A new B’Tselem report reveals the full inventory of crowd control weapons used by Israeli security forces in the West Bank. These weapons are meant to be non-lethal, enabling authorities to enforce the law without endangering human life. In fact, however, some of these weapons are dangerous and may be lethal if used improperly. Crowd control weapons have killed and injured demonstrators and people throwing stones.

January 28

A B’Tselem investigation indicates that on Monday, 19 November 2012, students from the Tuqu’ boys’ high school were protesting the Pillar of Defense campaign in the Gaza Strip. The school is located near Route 356, which links Bethlehem and Hebron, and some of the students were throwing stones at the road. Consequently, an Israeli military force arrived on the scene. In a video filmed by a Ma’an News Agency photographer, one of the soldiers is seen firing live ammunition at the students, even though none of the soldiers was in danger.
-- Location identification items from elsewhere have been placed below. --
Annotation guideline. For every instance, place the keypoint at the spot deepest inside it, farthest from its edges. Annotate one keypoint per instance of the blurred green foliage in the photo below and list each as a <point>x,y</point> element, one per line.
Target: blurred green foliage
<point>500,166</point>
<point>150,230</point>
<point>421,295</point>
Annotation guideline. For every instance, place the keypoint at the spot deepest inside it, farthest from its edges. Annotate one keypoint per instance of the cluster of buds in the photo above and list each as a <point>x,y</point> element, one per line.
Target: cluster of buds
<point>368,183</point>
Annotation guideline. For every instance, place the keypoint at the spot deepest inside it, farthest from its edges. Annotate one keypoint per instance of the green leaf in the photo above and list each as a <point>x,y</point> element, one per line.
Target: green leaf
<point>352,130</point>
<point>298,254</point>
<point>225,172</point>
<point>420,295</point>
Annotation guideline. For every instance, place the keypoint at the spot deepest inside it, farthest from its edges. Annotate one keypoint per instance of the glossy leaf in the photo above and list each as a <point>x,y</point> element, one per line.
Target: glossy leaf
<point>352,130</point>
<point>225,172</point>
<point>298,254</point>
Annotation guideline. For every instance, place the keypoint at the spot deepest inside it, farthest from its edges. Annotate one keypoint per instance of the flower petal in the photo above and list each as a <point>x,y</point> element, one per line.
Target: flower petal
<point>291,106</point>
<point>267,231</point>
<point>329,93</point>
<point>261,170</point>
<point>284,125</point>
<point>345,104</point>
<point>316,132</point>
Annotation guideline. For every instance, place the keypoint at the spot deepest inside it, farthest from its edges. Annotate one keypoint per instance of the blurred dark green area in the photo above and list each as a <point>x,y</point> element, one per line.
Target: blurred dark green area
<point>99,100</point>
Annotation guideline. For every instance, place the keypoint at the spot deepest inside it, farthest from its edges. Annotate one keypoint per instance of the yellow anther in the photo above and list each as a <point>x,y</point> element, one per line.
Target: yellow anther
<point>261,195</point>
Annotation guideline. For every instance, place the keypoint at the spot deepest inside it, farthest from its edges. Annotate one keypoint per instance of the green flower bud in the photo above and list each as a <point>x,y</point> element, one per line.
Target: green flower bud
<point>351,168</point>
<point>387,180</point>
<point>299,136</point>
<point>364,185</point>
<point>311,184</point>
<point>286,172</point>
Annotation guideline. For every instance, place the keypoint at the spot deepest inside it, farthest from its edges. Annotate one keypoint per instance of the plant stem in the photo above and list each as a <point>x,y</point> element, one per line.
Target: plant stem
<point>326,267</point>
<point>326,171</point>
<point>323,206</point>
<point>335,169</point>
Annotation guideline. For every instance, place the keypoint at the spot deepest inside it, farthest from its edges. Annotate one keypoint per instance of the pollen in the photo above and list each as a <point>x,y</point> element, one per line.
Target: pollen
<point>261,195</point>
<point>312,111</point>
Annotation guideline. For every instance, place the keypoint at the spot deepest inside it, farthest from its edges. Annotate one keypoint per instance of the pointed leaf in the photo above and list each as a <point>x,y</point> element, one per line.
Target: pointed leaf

A bullet hit one student in the abdomen. B’Tselem contacted the Military Advocate General Corps, demanding an investigation of the incident.

January 6

B'Tselem sent a letter to the MAG Corps stating that a year is unreasonably long for this kind of investigation. The longer the process is drawn out, the greater the damage to the prospects for an effective criminal proceeding. B'Tselem added that it intends to seek legal remedy if no progress is made in the handling of the case.

December 5

B'Tselem has written urgently to the IDF OC Central Command, the Commander of Military Forces in Judea and Samaria, and the Legal Advisor for Judea and Samaria, demanding that it be made unequivocally clear to soldiers and commanders in the West Bank that there is an absolute prohibition on shooting live ammunition at stone throwers. The letter follows the killing of two Palestinians and the wounding of dozens by live ammunition fired at stone throwers, and by the unlawful use of crowd control weapons, during clashes and demonstrations against operation "Pillar of Defense" in the past week.

November 22

On Friday, 17 August 2012, a B’Tselem volunteer filmed the weekly demonstration in Kafr Qadum protesting the closure of the Qadum-Nablus road. Soldiers are seen assaulting journalists with clubs. When media published the clip, the army announced a Military Police Investigation Unit inquiry to clarify the circumstances of the incident.

September 13

On 15 June 2012, the Haaretz newspaper reported that, following a demonstrator’s injury in Kafr Qadum after an Israeli soldier set a dog on him, the army had decided to stop using dogs to disperse demonstrations in the West Bank. The Kafr Qadum incident was documented by a B’Tselem volunteer, and the Association for Civil Rights in Israel contacted the Judea and Samaria Division Command demanding that soldiers be reminded that they are forbidden to use dogs to attack civilians in general and demonstrators in particular.